E2 Owners of the World - Unite!

Discuss Nikon E2, E3 (incl. Fujix DS-505, 515 and 56x models), the original Nikon D1 and other discontinued Nikon DSLRs. Ask questions, post general comments, anecdotes, reviews and user tips.
Brian Sweeney
Posts: 86
Joined: Sat May 21, 2005 1:30 pm

Post by Brian Sweeney »

The E3 arrived, in great working condition and cosmetically near mint. Good think I have a 28mm F2; vignettes like crazy with the little 35~80 zoom.

I "think" that the "F-Stop/ISO equivalent" is some game played by Nikon to account for the ROS. I suspect the sensor is on par with the others of the period and without the ROS would be an IWO 100 or 200 equivalent. The ROS shrinks the image and makes it brighter. The Circles of Confusion for DOF also shrink, so the relative "F-Stop" to compute DOF changes. My head hurts thinking about it. I have a Polaroid Back for my Nikon F that does the opposite. I plan on trying a few lenses with same focal length and different max F-stops. If it really is an F4.8 max, I should get the same shutter speed on auto with an 55mm F1.2 lens or 50mm F2.

Have any of you guys tried this?
Stan Disbrow
Posts: 601
Joined: Fri May 20, 2005 7:33 pm
Location: Raleigh, NC USA

Post by Stan Disbrow »

Brian Sweeney wrote:The E3 arrived.....I "think" that the "F-Stop/ISO equivalent" is some game played by Nikon to account for the ROS.....The Circles of Confusion for DOF also shrink, so the relative "F-Stop" to compute DOF changes. My head hurts thinking about it.....I plan on trying a few lenses with same focal length and different max F-stops.....Have any of you guys tried this?
Hi,

No, I never thought about it much beyond the part where the ROS shrinks the image circle, raising the light level at the CCD, and so my E2 has ISO 800 and 3200 on it. I never stopped to think about COF and DOF considerations before, but it does make sense that's why the effective f-stop is what it is.

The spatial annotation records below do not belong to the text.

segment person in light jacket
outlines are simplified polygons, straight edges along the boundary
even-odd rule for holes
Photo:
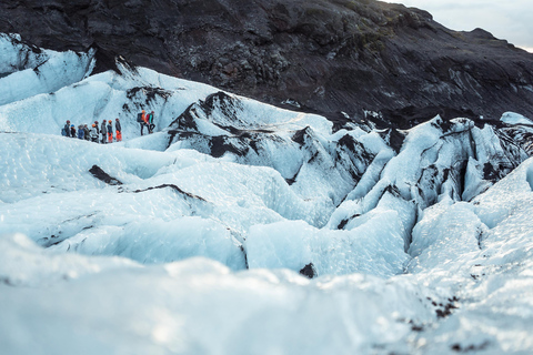
[[[100,133],[102,133],[102,144],[105,144],[108,140],[108,130],[105,129],[105,120],[102,121],[102,125],[100,126]]]

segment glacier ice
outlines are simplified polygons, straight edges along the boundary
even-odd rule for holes
[[[89,75],[91,53],[0,49],[2,352],[533,351],[527,119],[334,129],[121,62]],[[60,135],[115,116],[121,143]]]

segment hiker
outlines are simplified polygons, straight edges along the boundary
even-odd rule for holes
[[[111,120],[108,123],[108,143],[113,143],[113,121]]]
[[[141,135],[143,135],[142,131],[144,130],[144,125],[147,125],[147,114],[145,111],[142,110],[141,113],[137,115],[137,122],[141,125]]]
[[[108,135],[108,130],[105,129],[105,120],[102,121],[100,126],[100,133],[102,133],[102,144],[105,144],[105,135]]]
[[[153,111],[147,114],[147,125],[148,125],[148,133],[153,133],[153,128],[155,124],[153,124]]]
[[[86,141],[91,140],[90,134],[91,134],[91,132],[89,131],[89,128],[87,126],[87,124],[83,124],[83,138],[86,139]]]
[[[78,125],[78,139],[82,140],[86,135],[86,131],[83,131],[83,124]]]
[[[64,123],[63,129],[61,130],[61,135],[70,136],[70,121],[69,120],[67,120],[67,123]]]
[[[91,141],[98,143],[98,124],[92,123],[92,129],[89,134],[91,135]]]
[[[122,128],[120,126],[119,119],[114,120],[114,130],[117,131],[117,142],[122,142]]]

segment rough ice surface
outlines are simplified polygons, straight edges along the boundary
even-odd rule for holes
[[[2,353],[533,352],[527,119],[429,118],[391,146],[124,62],[89,75],[92,53],[0,49]],[[60,135],[114,118],[121,143]]]

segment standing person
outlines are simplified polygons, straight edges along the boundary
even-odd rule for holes
[[[78,139],[82,140],[86,135],[86,131],[83,131],[83,124],[78,125]]]
[[[91,131],[89,131],[89,128],[87,126],[87,124],[83,124],[83,138],[86,139],[86,141],[90,141],[91,140]]]
[[[148,124],[148,133],[153,133],[153,128],[155,124],[153,124],[153,111],[147,114],[147,124]]]
[[[91,135],[91,141],[98,143],[98,125],[95,123],[92,123],[90,135]]]
[[[113,143],[113,121],[108,123],[108,143]]]
[[[102,125],[100,126],[100,133],[102,133],[102,144],[105,144],[105,139],[108,135],[108,130],[105,129],[105,120],[102,121]]]
[[[122,128],[120,126],[119,119],[114,120],[114,130],[117,131],[117,142],[122,141]]]
[[[142,131],[144,130],[144,125],[147,125],[147,114],[144,113],[144,110],[138,114],[137,121],[141,124],[141,135],[143,135]]]
[[[64,134],[63,134],[64,132]],[[67,120],[67,123],[64,123],[63,129],[61,130],[61,134],[64,136],[70,136],[70,121]]]

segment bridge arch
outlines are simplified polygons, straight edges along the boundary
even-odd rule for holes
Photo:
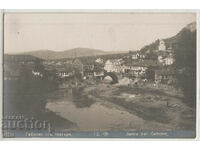
[[[117,77],[117,75],[116,75],[114,72],[104,72],[104,77],[103,77],[103,79],[104,79],[105,77],[107,77],[107,76],[109,76],[109,77],[112,78],[111,84],[116,84],[116,83],[119,82],[119,81],[118,81],[118,77]]]

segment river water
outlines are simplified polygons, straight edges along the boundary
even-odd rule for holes
[[[104,100],[78,107],[71,94],[47,103],[46,108],[70,120],[76,126],[66,130],[139,130],[144,120]]]

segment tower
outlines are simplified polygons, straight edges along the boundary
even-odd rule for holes
[[[165,51],[166,50],[165,42],[163,40],[160,40],[158,50],[159,51]]]

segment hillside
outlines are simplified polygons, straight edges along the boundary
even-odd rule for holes
[[[180,32],[178,32],[175,36],[170,37],[170,38],[166,38],[163,39],[166,47],[173,47],[175,45],[178,46],[179,41],[184,37],[185,34],[189,32],[189,34],[196,34],[196,22],[192,22],[190,24],[188,24],[186,27],[184,27]],[[141,52],[145,53],[146,51],[150,50],[150,51],[154,51],[158,49],[158,45],[159,45],[159,40],[156,40],[155,42],[144,46],[143,48],[141,48]]]
[[[96,56],[107,54],[105,51],[89,48],[74,48],[66,51],[51,51],[51,50],[39,50],[32,52],[25,52],[25,55],[32,55],[42,59],[62,59],[72,57],[83,56]]]

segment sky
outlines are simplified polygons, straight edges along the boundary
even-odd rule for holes
[[[8,13],[4,52],[79,47],[134,51],[174,36],[194,21],[194,13]]]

And you're right. This sort of thinking is good for producing headaches. I have to retreat into the world of mathematics, along with sketching a few diagrams, before I wind up truly understanding most technical concepts. Oh, and for me anyway, the retreat into mathematics is how I avoid the headache part. ;)

When I bought my E2, I had an old FE and a couple of FA's on hand and a bag of old AI'd, AI and AIS manual lenses. I wanted to try an 'electronic still camera' because I was unhappy with any commercial film processor I had tried since I moved in 1994. Before that, I had my own manual wet darkroom, and I was spoiled by that, and wanted to process my own stuff again - but without putting an addition onto the house (as in build a new darkroom). That meant digital, computers and printers. :)

Anyway, I found a deal on an E2 for $750 in late 1999 and bought myself a Christmas present. See, it was (a) electronic and (b) happy with all my old lenses and (c) not too costly (the D1 was $5k and still hard to get at that time, and the Kodak stuff was even costlier). I thought it was a great deal, even if it is the size of a cinder block.

The only real testing I did was to run each lens through it's aperture range and see what worked OK and what vignetted - something you're rapidly finding out about! :P

I never did run any sort of of DOF or even resolution testing. I knew from a retreat into the aforementioned world of math that my usual ISO 100 film had more than 10 megapixels worth of 'digital-equivalent' resolution and, of course, the poor E2 had 1/10 that.

So, I figured it wasn't worth the effort and never did do it. I accepted that the thing is what it is, and does what it does, and just used it for a while. Actually, what it really did for me was prove that I'd screwed up when I bought it and should have gone for the D1 at 6x the cost! :P It also proved that I was on the right track thinking digital was the way to go vs. a film processing darkroom.

As it worked out, I did wind up doing some DOF and resolution testing on the D1 and the Kodak 460 during the summer of 2000. That showed that even a 3 MP, half-frame DSLR was a match for the usual color print film up to an 8x10. The 6 MP on the 460 was a good match for color positive film.

By that time, though, the E2 was sitting on the shelf as a 'collector's item' because the used prices had dropped so low that it wasn't worth selling off. So, it didn't come out to play during those tests. It was a couple years later, when the wife wanted to put an on-line store onto her screenprinting business website, that the old E2 came back out of the closet and had a job to do again. However, there was no need to test anything at that point. I was after VGA sized images, and the E2 puts out a SXGA one, so it was more than up to the task. :)

Later!

Stan
Amateur Photographer
Professional Electronics Development Engineer
Brian Sweeney
Posts: 86
Joined: Sat May 21, 2005 1:30 pm

Post by Brian Sweeney »

Well, The 50mm F1.4 and 55mm F2.8 Micro-Nikkor (Both AIS series) produce the same shutter-speed in "A" mode.